MICHAEL retrace le parcours qui mène l’enfant prodige des Jackson Five à la plus grande star de la pop du XXe siècle. Le film raconte l’ascension du King of Pop, son dévouement obsessionnel à la musique et à la danse, mais aussi la pression croissante d’une opinion publique qui ne lui a jamais laissé de répit et qui devint, pour Jackson, une menace de plus en plus existentielle. Malgré un sujet fascinant, l’ensemble demeure malheureusement assez superficiel et peine à dépasser le stade de l’hommage convenu.
MICHAEL – Quand Antoine Fuqua édulcore la légende du King of Pop
En privilégiant l’hommage à l’analyse, le film laisse largement de côté les zones d’ombre qui ont marqué le parcours de l’artiste.
MICHAEL | CRITIQUE
Vu pour nous par Walter Gasperi
Un biopic sans zones d’ombre
Antoine Fuqua consacre MICHAEL à l’une des figures les plus fascinantes de l’histoire de la pop, mais choisit clairement l’angle de l’admiration. Plutôt qu’un portrait critique, le réalisateur livre avant tout un hommage. Les aspects les plus controversés de la vie de Michael Jackson, comme les accusations d’abus ou sa dépendance aux médicaments, sont soigneusement laissés de côté, notamment grâce à un récit limité à la période allant de 1966 à 1988.
La star comme spectacle
Dès l’ouverture, le ton est donné. Sur les premières notes de « Bad », la caméra s’attarde sur des détails devenus iconiques – chaussures noires, chaussettes blanches – tandis que montent les cris hystériques des fans. Le film revient sans cesse à ce principe : la scène et le public fusionnent dans une même euphorie collective.

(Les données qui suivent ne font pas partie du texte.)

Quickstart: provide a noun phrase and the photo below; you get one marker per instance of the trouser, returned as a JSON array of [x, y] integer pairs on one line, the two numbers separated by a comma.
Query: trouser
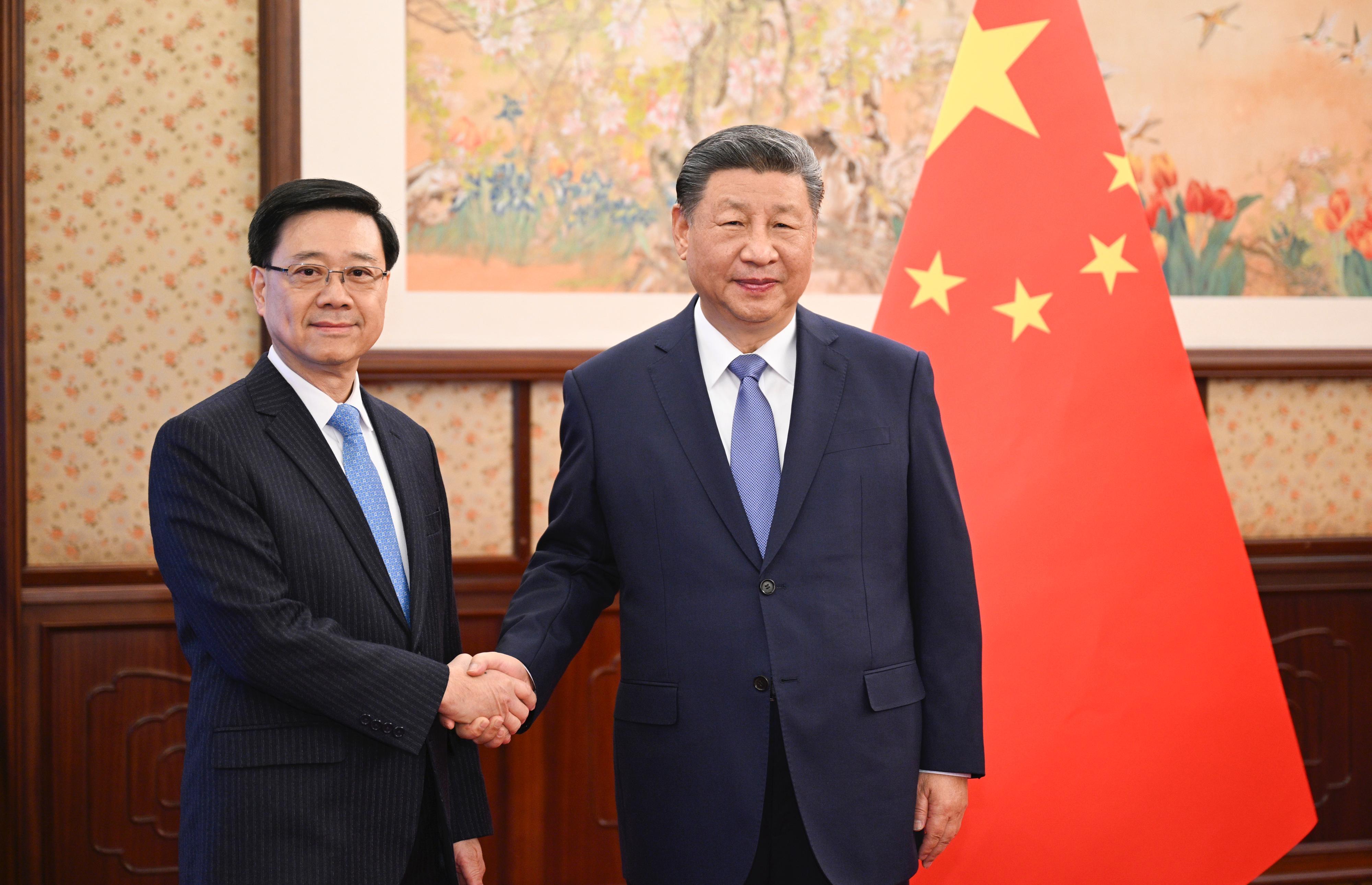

Grâce à un montage dynamique et à une remarquable précision chorégraphique, le cinéma se transforme lui-même en salle de concert. Jaafar Jackson impressionne par sa présence physique. Son interprétation repose moins sur le chant que sur le mouvement : chaque geste, chaque pas, chaque moonwalk semble parfaitement maîtrisé. La mise en scène restitue avec force l’intensité de ces performances.
La famille comme origine
Au cœur du récit se trouve pourtant moins la gloire mondiale de Michael Jackson que sa relation avec son père. Joseph Jackson apparaît comme un éducateur impitoyable qui pousse ses fils vers le succès à coups de discipline et d’exigence.
Face à lui, Michael est présenté comme un garçon sensible, longtemps prisonnier de son enfance, qui tente peu à peu de s’émanciper. Cette opposition demeure toutefois assez schématique. Fuqua privilégie une lecture simple : d’un côté le père dominateur, de l’autre le fils vulnérable. Les nuances psychologiques restent limitées.
L’éclat sans les fractures
Ce que MICHAEL évite systématiquement, c’est toute remise en question du mythe. Certaines excentricités – les animaux exotiques ou les collections d’objets liées à l’enfance – sont évoquées, mais jamais interrogées.
Les transformations physiques, les nombreuses opérations esthétiques ou les problèmes de dépendance n’apparaissent qu’en arrière-plan. Plus frappante encore est la représentation de Jackson comme ami des enfants : visites dans les hôpitaux, séances de dédicaces et gestes de générosité occupent une place importante. Ces images ressemblent souvent à des contrepoints soigneusement construits face aux controverses que le film choisit de ne pas aborder.
Une narration en accéléré
Sous une forme très épisodique, MICHAEL traverse deux décennies d’histoire de la musique : des Jackson Five à Motown, jusqu’au triomphe planétaire de THRILLER.
La structure reste cependant très conventionnelle. Une succession de lieux et de dates organise un récit qui approfondit rarement ses sujets. Certains motifs, comme les références récurrentes à Peter Pan, suggèrent une lecture plus complexe du personnage, mais ces pistes ne sont jamais véritablement développées.
Conclusion : spectaculaire dans la forme, timide sur le fond
MICHAEL est un biopic visuellement impressionnant et musicalement efficace qui met en scène son personnage principal avec énergie et respect. Mais cette proximité constitue aussi sa principale faiblesse.
Le film n’ose jamais porter un regard critique et évite systématiquement les chapitres les plus sombres de l’histoire de Michael Jackson. Il en résulte une œuvre qui célèbre davantage qu’elle n’analyse, un monument commémoratif plutôt qu’une véritable réflexion.
Pour les admirateurs du King of Pop, cela sera sans doute suffisant. Pour celles et ceux qui espéraient un portrait plus nuancé et plus éclairant, le film manque malheureusement du courage nécessaire à l’ambivalence.